ILLUMINATORS – The complex decorative apparatus is attributed to the workshops of Francesco Rosselli (1448-1513) and Gherardo di Giovanni di Miniato, also known as del Fora (1445-1497). In fifteenth-century Florence, Rosselli was considered as much as his master – Francesco di Antonio del Chierico – and contemporary miniaturists such as Monte di Giovanni or Mariano del Buono. On the Ms. Ashburnham 1874, as in many other works by him, he worked together with his mysterious Collaborator – e.g. we can find his intervention in the small figures depicted in the Calendar (ff. 1r-12v). Gherardo di Giovanni was an artist devoted not only to miniatures but also to mosaics and painting. He often worked alongside his brother Monte and together they handled an atelier near Piazza San Pulinari. Gherardo also had contacts with Poliziano and – according to Giorgio Vasari – he attracted the attention of the Lawrence the Magnificent because of his «cervello soffistico» (sophisticated brain).
STYLE – Renaissance.
Data sheet: Illuminated Facsimiles
Full-size color reproduction of the entire original document – The facsimile reproduces as close as possible the physical characteristics of the original document, with the aim to substitute it in the scientific research and in the libraries of the bibliophile collectors.

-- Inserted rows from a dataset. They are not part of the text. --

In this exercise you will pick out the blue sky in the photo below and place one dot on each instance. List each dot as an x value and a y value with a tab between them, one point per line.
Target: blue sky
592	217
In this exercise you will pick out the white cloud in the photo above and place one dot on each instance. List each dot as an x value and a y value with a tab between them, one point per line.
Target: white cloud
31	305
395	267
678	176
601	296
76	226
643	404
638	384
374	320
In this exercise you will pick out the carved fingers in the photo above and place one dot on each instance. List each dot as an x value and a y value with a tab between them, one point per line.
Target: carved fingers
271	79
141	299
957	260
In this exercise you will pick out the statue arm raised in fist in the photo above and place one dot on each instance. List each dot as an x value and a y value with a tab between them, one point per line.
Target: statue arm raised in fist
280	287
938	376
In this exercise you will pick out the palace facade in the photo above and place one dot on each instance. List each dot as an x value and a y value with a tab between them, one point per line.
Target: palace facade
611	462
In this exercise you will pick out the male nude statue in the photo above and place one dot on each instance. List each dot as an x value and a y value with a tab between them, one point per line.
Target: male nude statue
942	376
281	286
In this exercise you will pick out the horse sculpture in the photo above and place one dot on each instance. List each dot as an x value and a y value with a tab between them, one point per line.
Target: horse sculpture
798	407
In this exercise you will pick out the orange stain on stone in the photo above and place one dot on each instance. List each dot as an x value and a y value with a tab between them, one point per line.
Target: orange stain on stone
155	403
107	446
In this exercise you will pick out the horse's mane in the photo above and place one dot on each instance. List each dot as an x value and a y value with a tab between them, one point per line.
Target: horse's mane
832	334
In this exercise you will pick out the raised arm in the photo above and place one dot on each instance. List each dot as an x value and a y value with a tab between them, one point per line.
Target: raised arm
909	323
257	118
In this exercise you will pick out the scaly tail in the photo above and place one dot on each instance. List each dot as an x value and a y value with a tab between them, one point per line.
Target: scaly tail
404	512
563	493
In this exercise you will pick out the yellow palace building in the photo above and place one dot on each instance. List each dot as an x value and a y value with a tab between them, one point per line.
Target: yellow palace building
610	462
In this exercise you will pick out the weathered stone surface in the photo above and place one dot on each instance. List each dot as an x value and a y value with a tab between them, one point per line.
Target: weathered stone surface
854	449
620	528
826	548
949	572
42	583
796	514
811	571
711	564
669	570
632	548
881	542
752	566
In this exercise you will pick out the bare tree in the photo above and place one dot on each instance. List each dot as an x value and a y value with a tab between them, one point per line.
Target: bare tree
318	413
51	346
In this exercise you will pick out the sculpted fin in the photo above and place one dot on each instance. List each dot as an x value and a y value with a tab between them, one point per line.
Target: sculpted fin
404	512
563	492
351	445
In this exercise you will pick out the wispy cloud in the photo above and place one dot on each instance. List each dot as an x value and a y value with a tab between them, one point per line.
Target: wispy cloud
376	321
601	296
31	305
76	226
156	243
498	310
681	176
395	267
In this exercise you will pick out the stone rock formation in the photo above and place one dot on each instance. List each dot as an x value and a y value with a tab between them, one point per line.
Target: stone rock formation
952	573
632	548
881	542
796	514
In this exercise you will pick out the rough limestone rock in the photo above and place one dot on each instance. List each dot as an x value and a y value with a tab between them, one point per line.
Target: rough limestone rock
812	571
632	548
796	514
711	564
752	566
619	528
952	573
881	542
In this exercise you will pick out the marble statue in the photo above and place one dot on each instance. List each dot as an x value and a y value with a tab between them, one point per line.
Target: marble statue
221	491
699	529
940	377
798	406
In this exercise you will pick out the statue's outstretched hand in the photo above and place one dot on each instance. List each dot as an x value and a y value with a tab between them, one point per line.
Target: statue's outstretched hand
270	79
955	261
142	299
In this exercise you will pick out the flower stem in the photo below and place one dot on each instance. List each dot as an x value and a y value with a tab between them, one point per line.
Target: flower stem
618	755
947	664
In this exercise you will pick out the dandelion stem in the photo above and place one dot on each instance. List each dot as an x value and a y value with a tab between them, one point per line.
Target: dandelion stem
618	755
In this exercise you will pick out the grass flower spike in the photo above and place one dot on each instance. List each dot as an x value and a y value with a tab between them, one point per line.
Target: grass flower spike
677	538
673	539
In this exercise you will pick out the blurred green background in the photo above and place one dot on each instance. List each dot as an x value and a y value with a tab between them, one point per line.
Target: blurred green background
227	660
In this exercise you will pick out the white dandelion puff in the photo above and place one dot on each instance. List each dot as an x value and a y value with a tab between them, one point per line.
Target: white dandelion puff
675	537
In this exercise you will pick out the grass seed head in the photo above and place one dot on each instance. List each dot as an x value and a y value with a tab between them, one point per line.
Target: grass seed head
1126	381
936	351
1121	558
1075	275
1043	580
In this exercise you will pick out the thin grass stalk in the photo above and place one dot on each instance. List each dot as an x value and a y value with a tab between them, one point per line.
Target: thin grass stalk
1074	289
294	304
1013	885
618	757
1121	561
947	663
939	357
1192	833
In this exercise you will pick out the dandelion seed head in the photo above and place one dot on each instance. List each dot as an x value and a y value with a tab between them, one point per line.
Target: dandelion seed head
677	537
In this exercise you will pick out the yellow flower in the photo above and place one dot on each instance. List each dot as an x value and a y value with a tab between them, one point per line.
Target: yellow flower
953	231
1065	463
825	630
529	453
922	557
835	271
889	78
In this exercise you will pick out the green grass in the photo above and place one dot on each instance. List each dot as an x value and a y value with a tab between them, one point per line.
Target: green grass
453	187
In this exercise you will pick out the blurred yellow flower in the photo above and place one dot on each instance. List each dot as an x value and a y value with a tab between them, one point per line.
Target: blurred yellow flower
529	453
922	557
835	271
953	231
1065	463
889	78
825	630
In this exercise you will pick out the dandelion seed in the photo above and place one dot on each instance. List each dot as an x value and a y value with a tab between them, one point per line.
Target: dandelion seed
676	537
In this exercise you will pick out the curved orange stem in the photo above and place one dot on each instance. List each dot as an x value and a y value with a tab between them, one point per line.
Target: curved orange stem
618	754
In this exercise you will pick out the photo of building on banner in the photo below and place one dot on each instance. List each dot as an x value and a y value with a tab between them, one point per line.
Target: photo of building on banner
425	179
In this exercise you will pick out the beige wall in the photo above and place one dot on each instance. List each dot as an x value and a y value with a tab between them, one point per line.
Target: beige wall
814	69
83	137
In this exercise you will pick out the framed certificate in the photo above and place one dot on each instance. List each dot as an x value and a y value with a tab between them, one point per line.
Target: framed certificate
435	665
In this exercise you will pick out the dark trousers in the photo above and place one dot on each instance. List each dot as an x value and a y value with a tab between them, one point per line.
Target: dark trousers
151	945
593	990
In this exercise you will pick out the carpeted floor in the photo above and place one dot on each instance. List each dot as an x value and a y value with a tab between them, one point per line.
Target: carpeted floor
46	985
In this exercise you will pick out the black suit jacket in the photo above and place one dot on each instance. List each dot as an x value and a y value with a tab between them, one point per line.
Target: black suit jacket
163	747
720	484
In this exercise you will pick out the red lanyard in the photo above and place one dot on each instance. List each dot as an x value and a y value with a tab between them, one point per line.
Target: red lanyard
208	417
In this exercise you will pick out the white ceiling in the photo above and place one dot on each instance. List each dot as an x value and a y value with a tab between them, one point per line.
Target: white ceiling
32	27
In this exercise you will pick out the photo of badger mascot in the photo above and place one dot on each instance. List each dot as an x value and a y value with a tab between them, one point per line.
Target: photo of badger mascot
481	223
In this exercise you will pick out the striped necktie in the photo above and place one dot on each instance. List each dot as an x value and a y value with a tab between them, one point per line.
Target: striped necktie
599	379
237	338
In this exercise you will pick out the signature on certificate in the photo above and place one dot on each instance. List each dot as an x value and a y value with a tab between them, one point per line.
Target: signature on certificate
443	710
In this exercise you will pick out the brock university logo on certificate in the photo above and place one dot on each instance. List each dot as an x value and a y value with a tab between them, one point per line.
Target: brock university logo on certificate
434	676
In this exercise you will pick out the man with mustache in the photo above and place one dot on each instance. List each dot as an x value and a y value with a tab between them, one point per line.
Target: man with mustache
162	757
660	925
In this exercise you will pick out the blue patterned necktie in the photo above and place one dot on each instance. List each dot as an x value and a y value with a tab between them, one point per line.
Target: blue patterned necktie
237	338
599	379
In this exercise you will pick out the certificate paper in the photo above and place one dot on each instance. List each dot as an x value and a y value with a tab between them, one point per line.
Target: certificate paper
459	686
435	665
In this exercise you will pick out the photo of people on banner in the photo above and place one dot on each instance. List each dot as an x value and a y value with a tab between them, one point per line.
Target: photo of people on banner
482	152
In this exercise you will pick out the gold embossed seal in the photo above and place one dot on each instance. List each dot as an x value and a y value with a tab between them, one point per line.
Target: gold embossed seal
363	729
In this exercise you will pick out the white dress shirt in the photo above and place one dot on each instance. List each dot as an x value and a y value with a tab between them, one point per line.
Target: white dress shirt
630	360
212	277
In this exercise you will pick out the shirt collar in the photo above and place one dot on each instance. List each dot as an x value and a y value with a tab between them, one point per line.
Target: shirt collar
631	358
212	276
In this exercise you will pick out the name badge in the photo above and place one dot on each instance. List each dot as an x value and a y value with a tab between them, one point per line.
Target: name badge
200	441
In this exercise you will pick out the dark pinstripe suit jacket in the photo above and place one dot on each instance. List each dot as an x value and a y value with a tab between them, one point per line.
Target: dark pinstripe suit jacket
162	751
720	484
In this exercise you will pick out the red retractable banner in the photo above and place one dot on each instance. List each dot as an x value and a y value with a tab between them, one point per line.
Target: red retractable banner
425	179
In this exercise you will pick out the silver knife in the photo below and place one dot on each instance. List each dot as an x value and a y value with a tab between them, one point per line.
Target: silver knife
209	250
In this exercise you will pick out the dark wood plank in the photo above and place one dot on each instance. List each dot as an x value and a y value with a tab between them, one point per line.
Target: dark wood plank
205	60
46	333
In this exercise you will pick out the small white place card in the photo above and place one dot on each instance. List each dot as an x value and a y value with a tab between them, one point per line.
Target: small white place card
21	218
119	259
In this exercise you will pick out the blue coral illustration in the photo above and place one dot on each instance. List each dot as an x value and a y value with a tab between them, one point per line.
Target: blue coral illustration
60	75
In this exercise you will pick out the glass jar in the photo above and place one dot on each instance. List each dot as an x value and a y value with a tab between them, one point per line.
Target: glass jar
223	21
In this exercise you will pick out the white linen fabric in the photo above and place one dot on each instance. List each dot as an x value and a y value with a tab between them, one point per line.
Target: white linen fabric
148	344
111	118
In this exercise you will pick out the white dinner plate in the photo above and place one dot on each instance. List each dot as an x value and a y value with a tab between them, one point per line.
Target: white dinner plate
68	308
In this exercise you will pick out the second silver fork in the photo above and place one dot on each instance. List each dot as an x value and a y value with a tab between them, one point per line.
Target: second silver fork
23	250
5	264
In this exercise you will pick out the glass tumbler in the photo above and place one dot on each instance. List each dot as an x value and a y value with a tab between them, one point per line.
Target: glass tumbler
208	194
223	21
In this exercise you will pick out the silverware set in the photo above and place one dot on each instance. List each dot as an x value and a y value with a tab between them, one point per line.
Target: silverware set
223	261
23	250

Trimming and composition of the leaves reproduce the profile and structure of the original document. The binding corresponds to that of the original document as it appears at the present moment.
Publisher – Franco Cosimo Panini Editore (Modena, 2005).
Series – Biblioteca Impossibile.
Limited edition – Limited edition of 980 numbered and certified copies.
Certificate of authenticity – The authenticity certificate printed on the colophon bears the copy number.
Binding – Handmade binding by Legatoria Rivani.
Commentary – Italian language commentary volume, size 21 x 15 cm, blue velvet binding with gilded impressions, colour photos, 295 pages. Preface and essays by: Arduini, Franca; Acidini Luchinat, Cristina; Di Domenico, Adriana; Liscia Bemporad, Dora; Regnicoli, Laura. ISBN 88-8290-784-8.
Slipcase – The facsimile and the commentary volume are issued in an elegant double-compartment slipcase in blue velvet with the Medici coat of arms above.